Changes from July 1943
After the fall of the Fascist-monarchical regime on 25 July 1943, the provisional government led by Pietro Badoglio (1871–1956) issued a series of circulars providing for the gradual release of internees divided into various categories. The releases were not fully completed when German troops invaded the peninsula immediately after the announcement of the armistice on 8 September 1943.
On 23 September 1943, Benito Mussolini and the Fascist leaders who remained loyal to him founded the Italian Social Republic (Repubblica Sociale Italiana, RSI) under the aegis of the National Socialist ally. The RSI attempted to reorganise the camp system in the areas remaining under its jurisdiction by interning political suspects, deserters and, from 30 November 1943, Italian and foreign Jews; for all of them, the RSI camps were the first stage of deportation to the Nazi camps.
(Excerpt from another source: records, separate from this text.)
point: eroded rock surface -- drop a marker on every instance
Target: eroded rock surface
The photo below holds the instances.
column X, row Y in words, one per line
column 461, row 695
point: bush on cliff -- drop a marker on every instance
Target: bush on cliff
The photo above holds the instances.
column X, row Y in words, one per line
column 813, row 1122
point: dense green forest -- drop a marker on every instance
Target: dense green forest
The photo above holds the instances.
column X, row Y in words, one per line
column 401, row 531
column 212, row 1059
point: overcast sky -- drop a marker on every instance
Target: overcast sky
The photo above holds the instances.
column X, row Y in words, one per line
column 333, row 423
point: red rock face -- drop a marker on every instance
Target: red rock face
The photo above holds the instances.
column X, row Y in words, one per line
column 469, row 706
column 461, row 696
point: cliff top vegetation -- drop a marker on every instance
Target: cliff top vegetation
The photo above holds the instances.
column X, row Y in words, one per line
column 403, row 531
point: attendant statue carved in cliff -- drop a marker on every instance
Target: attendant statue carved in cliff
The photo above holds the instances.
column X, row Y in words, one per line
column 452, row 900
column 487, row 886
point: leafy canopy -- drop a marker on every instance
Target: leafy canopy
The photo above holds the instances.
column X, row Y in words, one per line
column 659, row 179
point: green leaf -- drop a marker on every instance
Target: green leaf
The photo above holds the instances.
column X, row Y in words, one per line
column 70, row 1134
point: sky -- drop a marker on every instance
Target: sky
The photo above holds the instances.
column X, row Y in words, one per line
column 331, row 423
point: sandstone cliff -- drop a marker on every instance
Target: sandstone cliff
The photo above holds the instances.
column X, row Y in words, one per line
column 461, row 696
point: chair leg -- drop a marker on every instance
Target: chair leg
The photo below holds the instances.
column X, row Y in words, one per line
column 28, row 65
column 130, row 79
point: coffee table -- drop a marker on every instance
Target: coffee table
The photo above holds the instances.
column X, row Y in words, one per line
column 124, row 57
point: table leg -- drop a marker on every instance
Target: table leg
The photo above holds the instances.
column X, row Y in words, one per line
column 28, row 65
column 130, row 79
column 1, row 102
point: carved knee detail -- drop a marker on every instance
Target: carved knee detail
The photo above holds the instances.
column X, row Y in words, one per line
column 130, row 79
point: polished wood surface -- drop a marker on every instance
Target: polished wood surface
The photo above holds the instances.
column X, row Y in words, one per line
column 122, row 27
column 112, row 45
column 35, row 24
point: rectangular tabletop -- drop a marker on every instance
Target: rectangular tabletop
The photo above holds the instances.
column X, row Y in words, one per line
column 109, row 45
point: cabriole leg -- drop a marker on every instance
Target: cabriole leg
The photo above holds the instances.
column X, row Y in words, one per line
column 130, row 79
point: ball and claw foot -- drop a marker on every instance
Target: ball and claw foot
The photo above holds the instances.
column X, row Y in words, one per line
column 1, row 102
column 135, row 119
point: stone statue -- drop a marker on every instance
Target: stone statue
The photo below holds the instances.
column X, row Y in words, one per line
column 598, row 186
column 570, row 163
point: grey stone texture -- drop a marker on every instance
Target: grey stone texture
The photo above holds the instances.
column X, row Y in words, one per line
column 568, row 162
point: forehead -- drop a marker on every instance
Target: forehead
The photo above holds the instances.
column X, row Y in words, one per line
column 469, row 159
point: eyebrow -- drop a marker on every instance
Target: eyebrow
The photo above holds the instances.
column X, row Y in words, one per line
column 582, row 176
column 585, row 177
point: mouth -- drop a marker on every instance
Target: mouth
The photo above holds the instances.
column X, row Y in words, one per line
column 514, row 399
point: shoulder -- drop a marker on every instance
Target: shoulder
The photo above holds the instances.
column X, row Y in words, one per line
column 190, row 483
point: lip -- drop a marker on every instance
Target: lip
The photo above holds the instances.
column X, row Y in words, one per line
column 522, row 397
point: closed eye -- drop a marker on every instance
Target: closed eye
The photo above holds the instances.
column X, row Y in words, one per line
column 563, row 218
In the Italian territories that were incorporated into the German Reich after 8 September 1943 (Julian venetia and Tridentine venetia), police and transit camps were set up for the deportation of Jews, political opponents and partisans (Italians, Slovenians and Croatians) to Nazi camps. The SS (Schutzstaffel) set up a crematorium in the Risiera di San Saba in Trieste, where the bodies of partisans who had previously been tortured and killed were cremated.
All deportations of Sinti and Roma from Italy or formerly Italian-occupied territories to Nazi concentration camps took place under German responsibility. Further research is needed to identify these victims.